Perbandingan kemampuan memanen energi surya antara perkebunan kelapa sawit dan hutan ditunjukkan pada Tabel 1. Perkebunan kelapa sawit secara relatif lebih unggul dibandingkan hutan dilihat dari indikator efisiensi fotosintesis, konversi radiasi, incremental biomass, maupun produktivititas bahan kering. Sementara itu, keunggulan relatif hutan terletak pada indikator indeks luas daun dan total stok biomassa. Dengan demikian untuk pemanenan energi surya, perkebunan kelapa sawit lebih unggul dibandingkan hutan.
Tabel 1 : Efektifitas Pemanenan Energi Surya antara Perkebunan Kelapa Sawit dan Hutan Tropis
Indikator | Hutan Tropis | Kebun Sawit |
---|---|---|
Indeks luas daun | 7.3 | 5.6 |
Efisiensi fotosintesis (%) | 1.73 | 3.18 |
Efisiensi konversi radiasi (g/mj) | 0.86 | 1.68 |
Total biomas di area (ton/ha) | 431 | 100 |
“Incremental biomas (ton/ha/tahun)” | 5.8 | 8.3 |
“Produktivitas bahan kering (ton/ha/tahun)” | 25.7 | 36.5 |
Jika yang diperlukan adalah bagaimana menghasilkan energi yang lebih efisien, menyerap karbon dioksida yang lebih banyak, dan menghasilkan oksigen yang lebih besar, maka perkebunan kelapa sawit memiliki kemampuan yang lebih baik dibandingkan hutan.
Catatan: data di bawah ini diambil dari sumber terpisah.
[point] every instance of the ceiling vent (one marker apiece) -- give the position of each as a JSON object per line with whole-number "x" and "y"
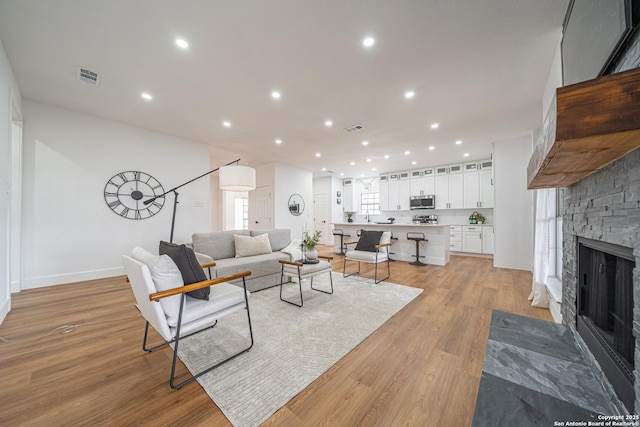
{"x": 88, "y": 76}
{"x": 354, "y": 128}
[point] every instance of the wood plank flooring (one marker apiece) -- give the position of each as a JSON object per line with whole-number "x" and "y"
{"x": 420, "y": 368}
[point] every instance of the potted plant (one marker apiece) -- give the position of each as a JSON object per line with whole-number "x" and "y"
{"x": 476, "y": 218}
{"x": 310, "y": 243}
{"x": 349, "y": 215}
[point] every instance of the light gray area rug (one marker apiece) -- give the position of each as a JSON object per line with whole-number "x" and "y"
{"x": 293, "y": 346}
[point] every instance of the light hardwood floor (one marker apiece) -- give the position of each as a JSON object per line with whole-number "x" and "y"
{"x": 421, "y": 368}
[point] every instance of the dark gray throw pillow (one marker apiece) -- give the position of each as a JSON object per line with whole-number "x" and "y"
{"x": 368, "y": 239}
{"x": 188, "y": 265}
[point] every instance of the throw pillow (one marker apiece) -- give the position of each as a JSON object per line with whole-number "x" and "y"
{"x": 248, "y": 246}
{"x": 165, "y": 275}
{"x": 367, "y": 241}
{"x": 188, "y": 265}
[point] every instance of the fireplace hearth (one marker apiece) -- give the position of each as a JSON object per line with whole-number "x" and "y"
{"x": 605, "y": 311}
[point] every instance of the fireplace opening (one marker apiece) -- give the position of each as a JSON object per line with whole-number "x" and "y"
{"x": 605, "y": 311}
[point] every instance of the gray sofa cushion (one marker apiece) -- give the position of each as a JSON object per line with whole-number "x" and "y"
{"x": 259, "y": 265}
{"x": 279, "y": 238}
{"x": 217, "y": 244}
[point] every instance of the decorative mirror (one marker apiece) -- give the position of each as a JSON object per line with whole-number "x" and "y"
{"x": 296, "y": 204}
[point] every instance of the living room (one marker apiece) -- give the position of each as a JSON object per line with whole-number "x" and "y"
{"x": 62, "y": 231}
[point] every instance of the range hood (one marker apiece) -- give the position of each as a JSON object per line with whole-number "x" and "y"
{"x": 589, "y": 125}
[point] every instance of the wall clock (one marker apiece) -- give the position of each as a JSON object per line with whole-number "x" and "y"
{"x": 126, "y": 192}
{"x": 296, "y": 204}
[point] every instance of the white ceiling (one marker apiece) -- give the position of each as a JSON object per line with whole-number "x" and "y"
{"x": 478, "y": 68}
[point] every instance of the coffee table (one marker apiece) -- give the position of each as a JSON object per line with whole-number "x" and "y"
{"x": 305, "y": 270}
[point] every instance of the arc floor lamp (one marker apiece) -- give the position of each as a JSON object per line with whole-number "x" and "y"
{"x": 233, "y": 177}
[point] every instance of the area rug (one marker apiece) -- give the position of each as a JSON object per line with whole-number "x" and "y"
{"x": 293, "y": 346}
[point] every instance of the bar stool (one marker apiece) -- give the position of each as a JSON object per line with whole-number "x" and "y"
{"x": 392, "y": 253}
{"x": 417, "y": 237}
{"x": 339, "y": 232}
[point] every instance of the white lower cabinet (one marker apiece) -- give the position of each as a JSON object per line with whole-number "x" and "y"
{"x": 455, "y": 238}
{"x": 487, "y": 240}
{"x": 472, "y": 238}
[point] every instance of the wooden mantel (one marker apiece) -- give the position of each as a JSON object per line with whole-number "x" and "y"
{"x": 593, "y": 124}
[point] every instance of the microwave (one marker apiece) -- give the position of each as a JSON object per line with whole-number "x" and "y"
{"x": 422, "y": 202}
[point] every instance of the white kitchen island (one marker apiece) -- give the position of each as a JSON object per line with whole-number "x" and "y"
{"x": 436, "y": 251}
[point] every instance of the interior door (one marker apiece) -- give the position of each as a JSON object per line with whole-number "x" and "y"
{"x": 321, "y": 218}
{"x": 263, "y": 216}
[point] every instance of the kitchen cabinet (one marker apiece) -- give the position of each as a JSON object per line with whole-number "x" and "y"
{"x": 478, "y": 184}
{"x": 487, "y": 239}
{"x": 399, "y": 191}
{"x": 455, "y": 238}
{"x": 422, "y": 182}
{"x": 348, "y": 195}
{"x": 449, "y": 191}
{"x": 472, "y": 238}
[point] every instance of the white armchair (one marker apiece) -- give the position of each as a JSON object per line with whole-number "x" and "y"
{"x": 161, "y": 298}
{"x": 373, "y": 248}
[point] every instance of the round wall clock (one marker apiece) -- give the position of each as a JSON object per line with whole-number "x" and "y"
{"x": 126, "y": 192}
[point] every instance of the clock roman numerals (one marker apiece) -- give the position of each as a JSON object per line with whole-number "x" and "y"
{"x": 126, "y": 191}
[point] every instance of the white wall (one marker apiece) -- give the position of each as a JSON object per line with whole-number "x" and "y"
{"x": 292, "y": 180}
{"x": 513, "y": 205}
{"x": 10, "y": 101}
{"x": 70, "y": 234}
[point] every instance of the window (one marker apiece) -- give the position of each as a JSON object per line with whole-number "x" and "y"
{"x": 241, "y": 220}
{"x": 370, "y": 203}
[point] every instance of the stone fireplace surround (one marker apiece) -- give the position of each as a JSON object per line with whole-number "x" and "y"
{"x": 605, "y": 207}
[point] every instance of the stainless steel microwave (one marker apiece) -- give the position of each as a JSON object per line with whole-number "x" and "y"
{"x": 422, "y": 202}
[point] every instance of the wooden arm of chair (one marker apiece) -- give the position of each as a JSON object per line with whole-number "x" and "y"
{"x": 382, "y": 245}
{"x": 296, "y": 263}
{"x": 194, "y": 286}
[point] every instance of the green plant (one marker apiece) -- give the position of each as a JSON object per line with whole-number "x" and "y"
{"x": 310, "y": 242}
{"x": 477, "y": 216}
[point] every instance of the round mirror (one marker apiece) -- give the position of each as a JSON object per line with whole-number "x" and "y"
{"x": 296, "y": 204}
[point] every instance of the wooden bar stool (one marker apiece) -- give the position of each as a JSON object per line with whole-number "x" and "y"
{"x": 342, "y": 234}
{"x": 392, "y": 241}
{"x": 417, "y": 237}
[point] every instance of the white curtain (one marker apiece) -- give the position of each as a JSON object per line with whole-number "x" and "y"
{"x": 542, "y": 254}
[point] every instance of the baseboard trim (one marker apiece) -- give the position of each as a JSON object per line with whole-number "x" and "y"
{"x": 61, "y": 279}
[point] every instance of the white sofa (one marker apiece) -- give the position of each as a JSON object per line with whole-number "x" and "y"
{"x": 219, "y": 246}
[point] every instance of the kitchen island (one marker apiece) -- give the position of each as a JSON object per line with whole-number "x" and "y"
{"x": 436, "y": 251}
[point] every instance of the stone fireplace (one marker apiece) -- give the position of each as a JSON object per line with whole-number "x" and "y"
{"x": 604, "y": 207}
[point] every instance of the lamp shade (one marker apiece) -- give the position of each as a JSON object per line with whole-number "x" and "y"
{"x": 237, "y": 178}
Namun, jika yang diperlukan adalah penyimpanan biomassa atau karbon stok yang lebih tinggi, maka hutan lebih baik dibandingkan perkebunan kelapa sawit.
Referensi
- PPKS (2004,2005)
Mitos 6-32
Biodiversitas Indonesia hilang akibat pengembangan perkebunan kelapa sawit
Selain deforestasi hutan tropis, ekspansi perkebunan kelapa sawit Indonesia juga sering dituding mengancam habitat satwa liar hingga menyebabkan biodiversity loss (Fitzherbert et al., 2008; Koh dan Wilcove, 2008; Wicke et al., 2011). Dalam laporan yang disebarkan oleh pihak anti sawit baik yang beroperasi di Indonesia maupun trans-nasional, sering memuat berita satwa liar khususnya satwa yang dilindungi (seperti Orang Utan, Mawas, Harimau Sumatera, Gajah Sumatera) terancam punah akibat pengembangan perkebunan kelapa sawit di Indonesia. Laporan NGO tersebut umumnya mengkaitkan pembangunan perkebunan kelapa sawit sebagai penyebab terancamnya habitat satwa-satwa liar. Benarkah demikian?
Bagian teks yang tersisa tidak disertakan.